A pattern of retaliation

Early in my sentence, seasoned prisoners warned me that I would be put on “diesel therapy” if I continued to voice my concerns. This is what they call the act of transferring troublemakers to new facilities. Diesel refers to the fuel used in the transport buses.

A transfer is among the worst ways to be retaliated against because it removes you from what passes as a community in prison. It disrupts routines. It leaves friends and allies behind and you have to contend with new hostile situations. Property can be lost or delayed in transit, or even destroyed if you fail to pay the shipping fee (a challenge when you lose your prison job). More than once, I missed court deadlines because prisons withheld my legal files after a transfer.

Since landing in prison, I have been transferred many times to various prisons. I have also been sent to the hole over a dozen times for trumped-up rule violations or shortly after filing a lawsuit. 

“Retaliation is deeply engrained in the correctional office subculture,” writes James E. Robertson, a professor emeritus at Minnesota State University who specializes in prisoner rights and correctional law, in the University of Michigan Journal of Reform in 2009. 
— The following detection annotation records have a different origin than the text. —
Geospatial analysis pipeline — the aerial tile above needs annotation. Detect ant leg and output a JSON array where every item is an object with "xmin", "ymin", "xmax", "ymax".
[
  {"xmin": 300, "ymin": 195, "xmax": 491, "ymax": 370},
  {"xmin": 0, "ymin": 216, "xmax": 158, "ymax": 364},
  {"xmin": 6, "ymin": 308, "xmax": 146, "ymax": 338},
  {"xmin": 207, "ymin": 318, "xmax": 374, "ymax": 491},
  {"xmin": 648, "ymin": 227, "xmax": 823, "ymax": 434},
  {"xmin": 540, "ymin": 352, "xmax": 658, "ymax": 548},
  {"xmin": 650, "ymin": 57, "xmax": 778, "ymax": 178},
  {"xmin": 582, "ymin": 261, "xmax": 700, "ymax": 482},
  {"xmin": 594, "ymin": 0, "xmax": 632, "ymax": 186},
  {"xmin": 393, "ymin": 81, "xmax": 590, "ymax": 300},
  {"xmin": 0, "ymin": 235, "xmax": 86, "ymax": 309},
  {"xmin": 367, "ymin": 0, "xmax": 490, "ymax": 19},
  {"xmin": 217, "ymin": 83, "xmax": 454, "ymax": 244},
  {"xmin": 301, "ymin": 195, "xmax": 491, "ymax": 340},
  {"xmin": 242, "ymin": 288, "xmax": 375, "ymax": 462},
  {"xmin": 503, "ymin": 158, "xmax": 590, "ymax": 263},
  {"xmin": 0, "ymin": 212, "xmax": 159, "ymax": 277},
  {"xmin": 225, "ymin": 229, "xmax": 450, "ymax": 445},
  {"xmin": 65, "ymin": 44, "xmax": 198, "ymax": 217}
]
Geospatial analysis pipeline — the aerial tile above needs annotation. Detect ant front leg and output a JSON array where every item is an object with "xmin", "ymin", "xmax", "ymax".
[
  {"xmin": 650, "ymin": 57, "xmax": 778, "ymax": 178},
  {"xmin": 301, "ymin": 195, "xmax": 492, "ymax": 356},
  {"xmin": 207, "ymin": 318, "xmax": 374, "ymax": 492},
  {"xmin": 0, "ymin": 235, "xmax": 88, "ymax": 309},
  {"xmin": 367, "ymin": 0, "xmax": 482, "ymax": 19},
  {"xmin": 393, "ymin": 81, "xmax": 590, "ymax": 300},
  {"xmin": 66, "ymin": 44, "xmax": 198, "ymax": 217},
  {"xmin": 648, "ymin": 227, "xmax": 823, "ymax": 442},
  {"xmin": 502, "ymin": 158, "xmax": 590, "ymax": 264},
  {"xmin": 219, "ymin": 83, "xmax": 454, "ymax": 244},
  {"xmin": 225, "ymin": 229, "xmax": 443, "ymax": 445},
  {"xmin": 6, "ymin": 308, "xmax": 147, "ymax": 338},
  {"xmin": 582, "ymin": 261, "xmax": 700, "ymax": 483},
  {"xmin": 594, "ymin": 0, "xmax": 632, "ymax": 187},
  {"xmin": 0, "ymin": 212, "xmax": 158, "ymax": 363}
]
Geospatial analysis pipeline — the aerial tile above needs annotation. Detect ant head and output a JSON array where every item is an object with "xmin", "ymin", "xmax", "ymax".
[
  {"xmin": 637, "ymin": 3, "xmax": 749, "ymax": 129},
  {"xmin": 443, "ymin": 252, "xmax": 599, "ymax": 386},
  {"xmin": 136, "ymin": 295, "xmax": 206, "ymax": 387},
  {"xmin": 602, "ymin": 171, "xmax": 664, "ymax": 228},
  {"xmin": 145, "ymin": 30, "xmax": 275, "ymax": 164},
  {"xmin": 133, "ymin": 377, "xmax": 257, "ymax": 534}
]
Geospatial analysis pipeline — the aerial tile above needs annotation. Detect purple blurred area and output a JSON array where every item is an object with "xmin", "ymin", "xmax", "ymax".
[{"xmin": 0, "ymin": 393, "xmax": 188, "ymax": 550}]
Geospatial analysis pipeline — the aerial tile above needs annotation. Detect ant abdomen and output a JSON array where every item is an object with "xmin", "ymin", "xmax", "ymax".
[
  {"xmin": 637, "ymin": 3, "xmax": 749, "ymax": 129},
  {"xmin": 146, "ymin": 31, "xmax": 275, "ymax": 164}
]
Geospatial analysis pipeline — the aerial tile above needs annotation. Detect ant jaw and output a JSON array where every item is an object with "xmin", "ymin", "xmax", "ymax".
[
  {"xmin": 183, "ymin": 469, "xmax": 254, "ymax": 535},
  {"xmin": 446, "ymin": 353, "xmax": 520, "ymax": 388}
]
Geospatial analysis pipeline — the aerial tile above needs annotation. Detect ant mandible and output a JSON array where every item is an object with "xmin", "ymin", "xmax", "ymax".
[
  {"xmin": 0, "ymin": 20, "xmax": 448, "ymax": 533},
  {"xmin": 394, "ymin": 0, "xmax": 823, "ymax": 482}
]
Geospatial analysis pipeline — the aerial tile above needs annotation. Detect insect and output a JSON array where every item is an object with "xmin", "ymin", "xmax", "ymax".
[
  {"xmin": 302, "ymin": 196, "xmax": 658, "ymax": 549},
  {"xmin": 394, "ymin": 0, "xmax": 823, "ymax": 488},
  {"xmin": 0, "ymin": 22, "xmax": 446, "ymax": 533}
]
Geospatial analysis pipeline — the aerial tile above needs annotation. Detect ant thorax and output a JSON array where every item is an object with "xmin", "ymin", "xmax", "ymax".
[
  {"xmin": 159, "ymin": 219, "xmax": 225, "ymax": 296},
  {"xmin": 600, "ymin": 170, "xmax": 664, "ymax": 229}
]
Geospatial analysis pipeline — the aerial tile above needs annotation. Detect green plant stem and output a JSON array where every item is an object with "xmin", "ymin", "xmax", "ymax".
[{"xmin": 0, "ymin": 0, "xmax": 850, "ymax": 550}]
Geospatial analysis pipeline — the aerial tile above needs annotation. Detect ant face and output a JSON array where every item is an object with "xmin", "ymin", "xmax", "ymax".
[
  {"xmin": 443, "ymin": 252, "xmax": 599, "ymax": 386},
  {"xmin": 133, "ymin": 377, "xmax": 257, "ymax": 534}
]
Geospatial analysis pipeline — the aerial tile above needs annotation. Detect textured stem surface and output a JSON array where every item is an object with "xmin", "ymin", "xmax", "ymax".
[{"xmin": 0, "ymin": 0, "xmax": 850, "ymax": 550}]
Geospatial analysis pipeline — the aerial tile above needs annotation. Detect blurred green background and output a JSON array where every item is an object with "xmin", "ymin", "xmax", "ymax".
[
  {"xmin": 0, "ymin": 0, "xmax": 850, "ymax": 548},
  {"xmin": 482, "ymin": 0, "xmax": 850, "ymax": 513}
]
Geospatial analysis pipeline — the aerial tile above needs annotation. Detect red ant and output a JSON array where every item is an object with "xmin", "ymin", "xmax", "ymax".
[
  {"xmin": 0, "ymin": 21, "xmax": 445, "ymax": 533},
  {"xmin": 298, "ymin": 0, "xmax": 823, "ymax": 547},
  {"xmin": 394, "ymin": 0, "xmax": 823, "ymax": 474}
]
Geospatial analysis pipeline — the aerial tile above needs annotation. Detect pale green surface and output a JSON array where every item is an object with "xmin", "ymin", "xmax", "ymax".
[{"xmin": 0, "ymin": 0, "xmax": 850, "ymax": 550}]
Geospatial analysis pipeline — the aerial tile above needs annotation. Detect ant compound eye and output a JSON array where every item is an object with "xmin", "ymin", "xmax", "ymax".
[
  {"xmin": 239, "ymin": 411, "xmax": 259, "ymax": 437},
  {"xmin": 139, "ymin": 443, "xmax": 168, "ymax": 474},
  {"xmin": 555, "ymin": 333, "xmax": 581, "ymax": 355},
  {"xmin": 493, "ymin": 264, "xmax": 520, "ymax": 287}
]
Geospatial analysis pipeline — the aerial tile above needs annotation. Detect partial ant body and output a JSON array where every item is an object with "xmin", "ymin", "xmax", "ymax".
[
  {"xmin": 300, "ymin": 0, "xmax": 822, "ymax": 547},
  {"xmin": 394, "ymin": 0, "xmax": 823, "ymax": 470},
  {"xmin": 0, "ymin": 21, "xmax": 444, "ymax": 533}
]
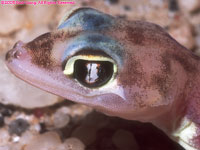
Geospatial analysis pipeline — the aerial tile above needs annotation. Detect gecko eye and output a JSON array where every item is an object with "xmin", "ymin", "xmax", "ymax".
[
  {"xmin": 64, "ymin": 55, "xmax": 117, "ymax": 88},
  {"xmin": 73, "ymin": 60, "xmax": 113, "ymax": 87}
]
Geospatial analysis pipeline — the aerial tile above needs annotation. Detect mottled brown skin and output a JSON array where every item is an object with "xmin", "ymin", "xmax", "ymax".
[{"xmin": 6, "ymin": 8, "xmax": 200, "ymax": 149}]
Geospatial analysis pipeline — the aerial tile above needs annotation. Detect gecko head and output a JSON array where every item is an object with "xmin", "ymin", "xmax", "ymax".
[{"xmin": 6, "ymin": 8, "xmax": 189, "ymax": 121}]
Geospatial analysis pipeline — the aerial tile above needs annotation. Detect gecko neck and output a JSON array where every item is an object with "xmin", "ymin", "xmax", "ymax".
[{"xmin": 152, "ymin": 54, "xmax": 200, "ymax": 136}]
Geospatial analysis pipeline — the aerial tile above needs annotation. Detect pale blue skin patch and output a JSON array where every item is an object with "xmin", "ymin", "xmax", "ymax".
[{"xmin": 58, "ymin": 8, "xmax": 114, "ymax": 31}]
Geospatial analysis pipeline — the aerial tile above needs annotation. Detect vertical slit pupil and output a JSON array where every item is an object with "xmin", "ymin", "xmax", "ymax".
[{"xmin": 73, "ymin": 59, "xmax": 114, "ymax": 87}]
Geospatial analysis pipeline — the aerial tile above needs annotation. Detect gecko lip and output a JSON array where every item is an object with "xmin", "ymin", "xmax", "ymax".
[{"xmin": 5, "ymin": 41, "xmax": 27, "ymax": 63}]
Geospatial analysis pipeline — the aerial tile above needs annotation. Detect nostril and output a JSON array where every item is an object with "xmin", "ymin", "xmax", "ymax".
[
  {"xmin": 13, "ymin": 51, "xmax": 22, "ymax": 59},
  {"xmin": 6, "ymin": 51, "xmax": 11, "ymax": 61}
]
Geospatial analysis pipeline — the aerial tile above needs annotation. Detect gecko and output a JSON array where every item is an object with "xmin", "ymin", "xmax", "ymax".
[{"xmin": 5, "ymin": 7, "xmax": 200, "ymax": 150}]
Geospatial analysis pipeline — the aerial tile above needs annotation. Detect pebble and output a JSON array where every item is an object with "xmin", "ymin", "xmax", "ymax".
[
  {"xmin": 112, "ymin": 129, "xmax": 139, "ymax": 150},
  {"xmin": 71, "ymin": 126, "xmax": 97, "ymax": 145},
  {"xmin": 53, "ymin": 108, "xmax": 70, "ymax": 128},
  {"xmin": 168, "ymin": 0, "xmax": 179, "ymax": 12},
  {"xmin": 105, "ymin": 0, "xmax": 119, "ymax": 5},
  {"xmin": 9, "ymin": 118, "xmax": 29, "ymax": 136},
  {"xmin": 0, "ymin": 104, "xmax": 13, "ymax": 117},
  {"xmin": 0, "ymin": 128, "xmax": 10, "ymax": 147},
  {"xmin": 178, "ymin": 0, "xmax": 200, "ymax": 12},
  {"xmin": 63, "ymin": 137, "xmax": 85, "ymax": 150},
  {"xmin": 24, "ymin": 131, "xmax": 61, "ymax": 150},
  {"xmin": 0, "ymin": 114, "xmax": 4, "ymax": 128},
  {"xmin": 0, "ymin": 5, "xmax": 26, "ymax": 35}
]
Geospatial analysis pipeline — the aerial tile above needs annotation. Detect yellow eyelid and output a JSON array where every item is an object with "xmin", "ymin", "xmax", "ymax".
[{"xmin": 63, "ymin": 55, "xmax": 117, "ymax": 75}]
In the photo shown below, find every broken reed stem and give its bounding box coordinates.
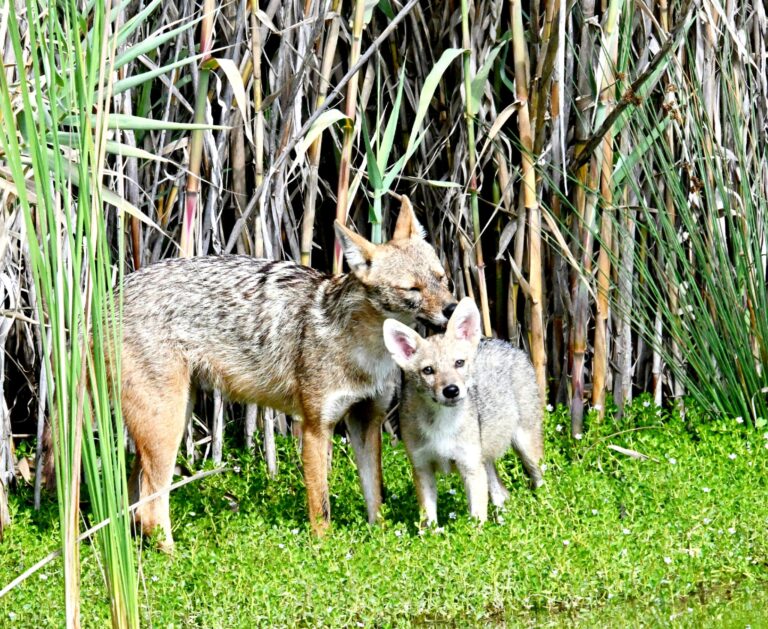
[333,0,365,273]
[251,0,264,258]
[509,0,547,399]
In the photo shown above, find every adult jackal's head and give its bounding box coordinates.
[334,197,456,326]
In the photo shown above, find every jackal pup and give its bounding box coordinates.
[121,197,456,549]
[384,297,544,524]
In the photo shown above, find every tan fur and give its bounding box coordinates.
[114,197,455,548]
[383,297,544,524]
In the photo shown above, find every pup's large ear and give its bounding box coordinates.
[333,221,376,277]
[384,319,422,369]
[392,195,425,240]
[445,297,480,345]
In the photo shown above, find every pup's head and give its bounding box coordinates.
[384,297,480,406]
[334,196,456,327]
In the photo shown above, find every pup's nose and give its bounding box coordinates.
[443,384,459,400]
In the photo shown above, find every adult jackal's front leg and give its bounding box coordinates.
[347,400,387,524]
[301,414,331,536]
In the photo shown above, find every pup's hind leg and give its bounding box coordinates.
[512,429,544,489]
[121,350,190,551]
[485,461,509,508]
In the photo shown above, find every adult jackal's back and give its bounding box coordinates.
[122,197,455,546]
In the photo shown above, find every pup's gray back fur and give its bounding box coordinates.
[384,298,543,522]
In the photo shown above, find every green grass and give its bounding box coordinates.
[0,402,768,628]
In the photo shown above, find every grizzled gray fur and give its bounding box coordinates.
[384,298,543,523]
[115,197,455,549]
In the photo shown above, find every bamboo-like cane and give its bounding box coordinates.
[509,0,547,399]
[180,0,216,257]
[461,0,493,336]
[569,0,597,437]
[333,0,365,273]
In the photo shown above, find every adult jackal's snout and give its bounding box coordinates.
[335,197,456,327]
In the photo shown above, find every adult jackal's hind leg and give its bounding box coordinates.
[347,400,387,524]
[122,351,190,551]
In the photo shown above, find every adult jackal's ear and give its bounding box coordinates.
[392,195,425,240]
[333,221,376,277]
[445,297,481,346]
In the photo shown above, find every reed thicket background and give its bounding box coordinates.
[0,0,768,624]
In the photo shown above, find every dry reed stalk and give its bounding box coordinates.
[592,0,623,417]
[301,0,341,266]
[333,0,365,273]
[461,0,493,336]
[509,0,547,399]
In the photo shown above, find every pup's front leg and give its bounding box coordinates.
[458,461,488,522]
[413,463,437,525]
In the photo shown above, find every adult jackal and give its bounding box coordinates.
[121,197,455,549]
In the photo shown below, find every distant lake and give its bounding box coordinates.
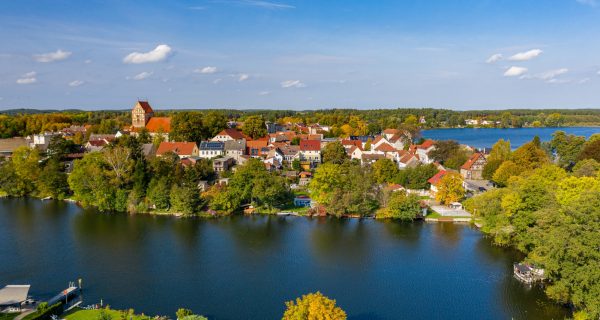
[0,199,569,320]
[422,127,600,148]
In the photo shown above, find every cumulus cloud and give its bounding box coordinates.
[127,71,154,81]
[504,66,528,77]
[485,53,502,63]
[123,44,173,64]
[508,49,543,61]
[576,0,598,7]
[194,67,217,74]
[33,49,71,62]
[281,80,306,88]
[17,71,37,84]
[69,80,85,87]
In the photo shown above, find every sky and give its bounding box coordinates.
[0,0,600,110]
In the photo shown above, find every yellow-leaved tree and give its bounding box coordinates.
[282,291,346,320]
[435,172,465,204]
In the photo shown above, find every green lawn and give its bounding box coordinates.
[0,312,19,320]
[61,308,150,320]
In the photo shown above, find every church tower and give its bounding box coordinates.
[131,101,154,128]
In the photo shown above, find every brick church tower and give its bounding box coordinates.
[131,101,154,128]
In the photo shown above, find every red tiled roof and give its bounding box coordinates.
[217,129,246,140]
[427,170,448,186]
[375,143,397,152]
[417,139,435,149]
[300,140,321,151]
[146,117,171,133]
[460,152,483,170]
[138,101,154,113]
[156,142,197,156]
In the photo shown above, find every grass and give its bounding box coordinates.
[0,312,20,320]
[60,308,150,320]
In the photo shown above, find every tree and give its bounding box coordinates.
[282,291,346,320]
[578,138,600,162]
[573,159,600,177]
[321,141,348,164]
[435,172,465,204]
[242,116,267,139]
[175,308,194,320]
[373,159,399,184]
[377,191,421,221]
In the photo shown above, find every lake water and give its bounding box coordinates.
[0,199,567,319]
[422,127,600,148]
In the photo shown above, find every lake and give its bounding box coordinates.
[422,127,600,148]
[0,199,568,319]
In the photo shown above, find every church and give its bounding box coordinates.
[131,100,171,141]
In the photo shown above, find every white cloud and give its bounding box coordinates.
[127,71,154,81]
[281,80,306,88]
[123,44,173,64]
[69,80,85,87]
[33,49,71,62]
[508,49,544,61]
[485,53,502,63]
[194,67,217,74]
[576,0,598,7]
[504,66,528,77]
[17,71,37,84]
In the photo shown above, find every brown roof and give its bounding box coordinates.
[427,170,448,186]
[217,129,247,140]
[156,142,197,155]
[300,140,321,151]
[138,101,154,113]
[146,117,171,133]
[460,152,483,170]
[375,143,397,152]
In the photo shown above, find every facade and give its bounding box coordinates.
[156,142,198,159]
[460,152,487,180]
[198,141,225,159]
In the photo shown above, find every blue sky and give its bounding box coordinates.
[0,0,600,109]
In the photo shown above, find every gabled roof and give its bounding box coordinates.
[427,170,448,186]
[146,117,171,133]
[375,143,398,152]
[217,129,247,140]
[137,101,154,113]
[300,140,321,151]
[460,152,485,170]
[417,139,435,150]
[200,141,225,150]
[156,141,197,156]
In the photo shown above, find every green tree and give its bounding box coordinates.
[373,159,399,184]
[321,141,348,164]
[435,172,465,204]
[242,116,267,139]
[282,291,346,320]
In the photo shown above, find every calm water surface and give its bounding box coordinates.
[0,199,567,319]
[423,127,600,148]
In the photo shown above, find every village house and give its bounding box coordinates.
[427,170,448,197]
[213,156,235,172]
[460,152,487,180]
[210,129,251,142]
[300,140,321,166]
[198,141,225,159]
[156,141,198,159]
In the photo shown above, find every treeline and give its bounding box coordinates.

I know this to be true. The entire system is designed to discourage prisoners from filing any complaint — and to extinguish hope. 

After more than a decade in prison, I was burned out. I finally got too tired to resist any longer. In late 2018, prison staff wrongly charged me with improperly possessing “legal property of other inmates” and sent me to the hole

After that, I succumbed. I quit using the grievance system and courts, which had failed me time and time again. In the five years since, I have not received a single major rule violation or transfer. (I received one minor infraction for being in the shower too long.)

I traded my voice for my sanity. 

Could the vote offer relief?

To someone outside, the connection between voting and prison grievances might be difficult to understand. The two are fundamentally unrelated systems. 

But the point I’m making is that prisoners like me have so little voice and so little control over our environment and rehabilitation that we cling to the most tenuous possibilities of relief. In this case, we fantasize that voting for a candidate who cares about us might protect us from some of the most egregious abuses and forms of retaliation. 

For example, Washington state Rep. Tarra D. Simmons, a formerly incarcerated woman, has sponsored a bill that would allow most people in prisons the right to vote and sit on juries.

“If you’re learning about candidates and learning about issues that are bigger than yourself,” Simmons said in a committee meeting earlier this year, “then you are on a path to rehabilitation.”

I’d like to vote for her. That may not solve all of our problems, but it would be a start.

The right to vote would allow me to have a say in laws that could turn a system of punishment into a system of rehabilitation and reintegration. I could support representatives from my district who would be able to speak on my behalf. I could be a constituent to political leaders who believe that people behind bars have a right to be heard and deserve, like all human beings, an audience who listens.

Disclaimer: The views in this article are those of the author. Prison Journalism Project has verified the writer’s identity and basic facts such as the names of institutions mentioned.

Jeffrey McKee is a writer incarcerated in Washington. He is a member of the PJP chapter of Society of Professional Journalists.